金刚石纳米颗粒对铬涂层微观结构、硬度和耐蚀性的影 响
摘要
电流密度、电沉积时间和金刚石纳米颗粒在镀铬电解液中的浓度对镀铬层微观结构、相组成、显微硬度和耐蚀性的
影响。使用 X 射线衍射(XRD)和扫描电子显微镜 - 能量分散 X 射线光谱(SEM-EDS)技术检查了复合涂层(铬和
金刚石纳米颗粒)的相和化学成分。用金相显微镜和显微硬度计检查了显微组织和显微硬度。使用重量法研究了在
3.5wt%NaCl 溶液中的耐腐蚀性。铬涂层与钢基体之间的结合具有扩散特性。在金刚石纳米颗粒浓度为 25g/l 或更高时,
出现单独的不规则形状形成的子层。这些结构的形成仅取决于金刚石纳米颗粒的浓度,而不受其他电沉积参数的影响。

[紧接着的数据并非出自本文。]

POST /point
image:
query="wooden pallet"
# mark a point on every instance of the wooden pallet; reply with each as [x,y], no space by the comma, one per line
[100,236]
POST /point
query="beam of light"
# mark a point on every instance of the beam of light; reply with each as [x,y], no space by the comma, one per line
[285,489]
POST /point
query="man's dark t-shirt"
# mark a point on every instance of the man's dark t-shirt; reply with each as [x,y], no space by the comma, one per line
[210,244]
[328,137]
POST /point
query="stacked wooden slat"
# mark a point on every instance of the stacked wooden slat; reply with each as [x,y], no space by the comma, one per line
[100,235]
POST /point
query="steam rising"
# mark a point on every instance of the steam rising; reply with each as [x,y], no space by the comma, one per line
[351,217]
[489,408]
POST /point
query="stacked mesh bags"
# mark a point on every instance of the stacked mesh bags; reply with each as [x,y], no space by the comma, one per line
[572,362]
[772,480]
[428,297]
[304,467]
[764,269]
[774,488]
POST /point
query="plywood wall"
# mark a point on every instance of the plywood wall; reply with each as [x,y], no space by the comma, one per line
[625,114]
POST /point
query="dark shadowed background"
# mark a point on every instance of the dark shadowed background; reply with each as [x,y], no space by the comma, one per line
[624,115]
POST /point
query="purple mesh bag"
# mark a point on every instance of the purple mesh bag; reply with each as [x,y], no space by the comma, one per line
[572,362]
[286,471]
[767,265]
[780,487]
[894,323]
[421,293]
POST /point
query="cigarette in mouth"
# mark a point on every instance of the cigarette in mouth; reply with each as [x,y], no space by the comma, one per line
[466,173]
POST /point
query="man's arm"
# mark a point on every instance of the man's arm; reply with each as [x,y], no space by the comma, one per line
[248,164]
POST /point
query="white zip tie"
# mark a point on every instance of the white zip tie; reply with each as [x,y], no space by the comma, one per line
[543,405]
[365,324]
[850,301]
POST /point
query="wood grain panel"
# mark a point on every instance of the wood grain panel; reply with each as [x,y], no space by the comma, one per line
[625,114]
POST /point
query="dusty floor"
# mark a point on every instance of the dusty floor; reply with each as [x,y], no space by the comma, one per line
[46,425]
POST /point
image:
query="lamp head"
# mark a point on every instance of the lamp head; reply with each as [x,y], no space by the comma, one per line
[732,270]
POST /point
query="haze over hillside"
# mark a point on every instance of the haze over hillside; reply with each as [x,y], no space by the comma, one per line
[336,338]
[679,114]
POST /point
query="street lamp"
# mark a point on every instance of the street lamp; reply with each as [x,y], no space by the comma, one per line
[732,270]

随着电解液中金刚石纳米颗粒浓度的增加,铬涂层沉积速率增加,涂层厚度也相应增加。这种增加是没有纳米金刚
石的铬涂层厚度的两倍多。与未改性铬涂层相比,复合涂层的显微硬度也有所提高。随着金刚石纳米颗粒浓度的增加,
与单铬涂层相比,显微硬度提高了 2 倍,耐蚀性提高了 5 倍。其他电镀参数的值是恒定的。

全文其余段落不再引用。